Téhéran avait réclamé que l'Agence de l'énergie atomique achève son enquête concernant des traces d'uranium enrichi retrouvées sur trois sites non déclarés

Cette image, réalisée le 17 avril 2021 et tirée d'une vidéo diffusée par Iran Broadcasting, IRIB, une chaîne de télévision d’État, montre plusieurs centrifugeuses bordant la salle endommagée le 11 avril 2021, à l’usine d’enrichissement d’uranium de Natanz, à 322 km au sud de la capitale, Téhéran. (Crédit : IRIB via AP)
Cette image, réalisée le 17 avril 2021 et tirée d'une vidéo diffusée par Iran Broadcasting, IRIB, une chaîne de télévision d’État, montre plusieurs centrifugeuses bordant la salle endommagée le 11 avril 2021, à l’usine d’enrichissement d’uranium de Natanz, à 322 km au sud de la capitale, Téhéran. (Crédit : IRIB via AP)

L’Iran a exigé de nouveau jeudi la clôture de la question des sites non déclarés auprès de l’Agence internationale de l’énergie atomique (AIEA), pour permettre de relancer l’accord de 2015 sur le programme nucléaire iranien.
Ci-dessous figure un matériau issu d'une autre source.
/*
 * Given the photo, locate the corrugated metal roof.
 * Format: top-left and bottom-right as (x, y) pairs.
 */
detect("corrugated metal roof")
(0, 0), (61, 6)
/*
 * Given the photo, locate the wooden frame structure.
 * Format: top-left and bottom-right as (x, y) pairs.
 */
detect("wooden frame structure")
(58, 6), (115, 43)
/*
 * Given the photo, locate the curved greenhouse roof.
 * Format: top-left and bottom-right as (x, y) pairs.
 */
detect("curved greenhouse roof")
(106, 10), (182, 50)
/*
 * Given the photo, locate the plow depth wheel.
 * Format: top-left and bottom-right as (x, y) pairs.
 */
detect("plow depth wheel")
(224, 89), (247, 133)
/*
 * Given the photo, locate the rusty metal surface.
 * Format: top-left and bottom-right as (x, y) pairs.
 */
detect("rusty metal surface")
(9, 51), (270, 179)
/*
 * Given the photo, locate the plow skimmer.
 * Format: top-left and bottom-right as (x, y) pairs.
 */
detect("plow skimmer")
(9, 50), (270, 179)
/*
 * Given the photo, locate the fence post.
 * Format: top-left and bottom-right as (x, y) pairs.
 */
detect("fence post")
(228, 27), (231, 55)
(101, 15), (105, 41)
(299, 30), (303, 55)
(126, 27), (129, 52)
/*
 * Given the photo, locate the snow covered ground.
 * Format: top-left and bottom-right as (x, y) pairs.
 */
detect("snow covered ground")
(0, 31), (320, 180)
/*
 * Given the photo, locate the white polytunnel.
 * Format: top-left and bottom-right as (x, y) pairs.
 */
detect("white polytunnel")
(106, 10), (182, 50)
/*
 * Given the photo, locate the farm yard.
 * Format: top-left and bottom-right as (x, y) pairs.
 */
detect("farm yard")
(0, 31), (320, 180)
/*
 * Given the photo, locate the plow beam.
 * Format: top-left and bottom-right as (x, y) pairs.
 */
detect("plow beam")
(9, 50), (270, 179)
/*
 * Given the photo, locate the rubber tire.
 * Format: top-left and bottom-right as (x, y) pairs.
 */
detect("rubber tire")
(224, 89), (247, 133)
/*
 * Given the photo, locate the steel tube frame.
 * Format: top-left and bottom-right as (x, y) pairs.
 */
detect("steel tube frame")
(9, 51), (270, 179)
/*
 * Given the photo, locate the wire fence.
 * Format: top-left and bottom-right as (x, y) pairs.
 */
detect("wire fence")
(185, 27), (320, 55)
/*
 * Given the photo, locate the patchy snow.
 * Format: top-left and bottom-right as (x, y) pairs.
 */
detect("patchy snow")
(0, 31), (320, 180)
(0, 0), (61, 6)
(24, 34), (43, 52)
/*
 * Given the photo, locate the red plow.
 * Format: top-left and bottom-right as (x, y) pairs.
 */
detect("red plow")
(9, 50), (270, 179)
« Nous ne voulons pas laisser subsister certaines des accusations sans fondement de l’AIEA », a indiqué le ministre iranien des Affaires étrangères Hossein Amir-Abdolahian, cité par l’agence officielle Irna.

Dans le cadre des discussions de Vienne pour relancer l’accord dit JCPOA, Téhéran avait déjà réclamé que l’AIEA achève son enquête concernant des traces d’uranium enrichi retrouvées sur trois sites non déclarés.
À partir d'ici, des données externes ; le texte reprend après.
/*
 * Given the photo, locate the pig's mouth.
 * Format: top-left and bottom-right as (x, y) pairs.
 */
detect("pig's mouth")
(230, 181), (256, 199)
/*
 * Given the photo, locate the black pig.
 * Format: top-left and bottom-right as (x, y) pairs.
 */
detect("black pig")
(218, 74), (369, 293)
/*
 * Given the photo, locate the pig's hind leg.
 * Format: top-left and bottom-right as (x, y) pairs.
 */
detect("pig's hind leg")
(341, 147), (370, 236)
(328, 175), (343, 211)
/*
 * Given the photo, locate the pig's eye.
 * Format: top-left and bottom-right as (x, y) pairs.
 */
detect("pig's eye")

Le Conseil des gouverneurs de l’AIEA avait exhorté en juin l’Iran à « coopérer » avec l’agence onusienne, qui avait déploré l’absence de réponses « crédibles » de Téhéran concernant ces traces.

L’Iran veut que ce dossier soit réglé dans le cadre des négociations sur la relance de l’accord de 2015, qui vise à garantir le caractère civil du programme nucléaire de l’Iran. L’ancien président Donald Trump avait retiré son pays de cet accord en 2018.
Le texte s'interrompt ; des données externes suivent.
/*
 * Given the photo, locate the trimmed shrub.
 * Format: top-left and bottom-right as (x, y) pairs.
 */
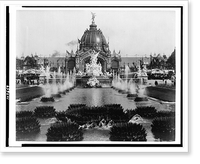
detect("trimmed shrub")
(156, 111), (175, 117)
(126, 106), (157, 119)
(46, 120), (83, 141)
(135, 97), (148, 102)
(16, 111), (34, 118)
(110, 123), (147, 141)
(16, 117), (40, 135)
(151, 117), (175, 141)
(135, 106), (157, 118)
(34, 106), (55, 118)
Mi-août, l’Iran dit avoir répondu à un plan d’accord proposé par l’UE. Les États-Unis ont indiqué mercredi à leur tour avoir soumis leur réponse.

Washington avait indiqué mardi que l’Iran avait fait des concessions sur des points clés, disant notamment que Téhéran avait abandonné sa demande visant à bloquer certaines inspections de l’AIEA, sans toutefois préciser lesquelles.

Interrogé au sujet des propos du chef de la diplomatie iranienne, un porte-parole du département d’État américain, Vedant Patel, a dit que les États-Unis avaient insisté auprès de l’Iran « en public et en privé » pour que Téhéran réponde à l’AIEA.

« Nous avons aussi dit clairement que nous ne pensions pas qu’il devrait y avoir de lien de cause à effet entre le rétablissement du JCPOA et les enquêtes liées aux obligations légales de l’Iran », a déclaré M. Patel aux journalistes.